Con Aperto '80 non solo si assiste alla nascita di una sezione speciale dedicata agli artisti emergenti (una sezione che avrà altre importanti edizioni), ma anche all'apparizione e alla legittimazione, nel circuito della Biennale veneziana, dei cinque protagonisti della Transavanguardia italiana (Sandro Chia, Francesco Clemente, Enzo Cucchi, Nicola De Maria e Mimmo Paladino).
Ideata e curata da Achille Bonito Oliva e Harald Szeemann per i Magazzini del Sale alle Zattere (Dorsoduro), Aperto indica, appunto, il passaggio ad una generazione che tratteggia i campi generali dell'arte e della critica immediatamente dopo la fine dei grandi racconti.
Un discorso, questo, che trova terreno fertile sul finire del 1979 quando Achille Bonito Oliva pubblica sulla rivista «Flash Art», un articolo intitolato La trans-avanguardia italiana.
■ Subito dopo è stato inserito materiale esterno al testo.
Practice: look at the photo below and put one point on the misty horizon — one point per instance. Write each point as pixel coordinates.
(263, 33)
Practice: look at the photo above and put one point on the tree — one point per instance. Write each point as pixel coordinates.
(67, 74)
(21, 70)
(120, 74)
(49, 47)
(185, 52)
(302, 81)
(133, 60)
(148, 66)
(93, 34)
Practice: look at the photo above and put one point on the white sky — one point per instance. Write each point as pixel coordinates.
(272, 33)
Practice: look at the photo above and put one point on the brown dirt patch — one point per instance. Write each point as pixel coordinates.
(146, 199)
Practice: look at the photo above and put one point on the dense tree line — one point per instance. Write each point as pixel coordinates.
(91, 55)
Un vero e proprio terremoto teorico che, nell'arco di pochissimo tempo e con una serie di mostre, scavalca tutte le varie definizioni postmoderne – Pittura Colta, Nuovi Nuovi, Magico Primario, Ipermanierismo, Nuova Maniera Italiana, Nuovo Futurismo e Anacronismo appunto – per porsi come centro gravitazionale di un discorso teso a evidenziare e attraversare i lineamenti generali dell'arte degli anni Ottanta.
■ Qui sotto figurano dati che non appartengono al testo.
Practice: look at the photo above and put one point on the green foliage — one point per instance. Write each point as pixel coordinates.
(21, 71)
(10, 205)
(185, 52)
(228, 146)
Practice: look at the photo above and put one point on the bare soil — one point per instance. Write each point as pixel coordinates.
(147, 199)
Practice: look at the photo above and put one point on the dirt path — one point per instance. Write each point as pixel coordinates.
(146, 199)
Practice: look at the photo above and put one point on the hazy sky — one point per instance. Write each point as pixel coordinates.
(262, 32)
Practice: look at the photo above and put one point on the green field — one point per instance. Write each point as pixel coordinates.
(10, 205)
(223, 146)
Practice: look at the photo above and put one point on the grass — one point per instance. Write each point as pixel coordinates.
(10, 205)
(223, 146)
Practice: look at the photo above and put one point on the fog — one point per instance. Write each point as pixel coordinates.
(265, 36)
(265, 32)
Un programma che Bonito Oliva costruisce prima sul piano della teoria – L'ideologia del traditore (1976), i suoi prefissi teorici, la trinità dei termini che compongono l'indice, rimanda, assieme al successivo Passo dello strabismo (1978), ai principi della Transavanguardia – e poi, quasi a giocare d'attacco, lungo un vivacissimo succedersi di mostre pilota che impongono, via via, la Transavanguardia sul tavoliere planetario dell'arte e della critica.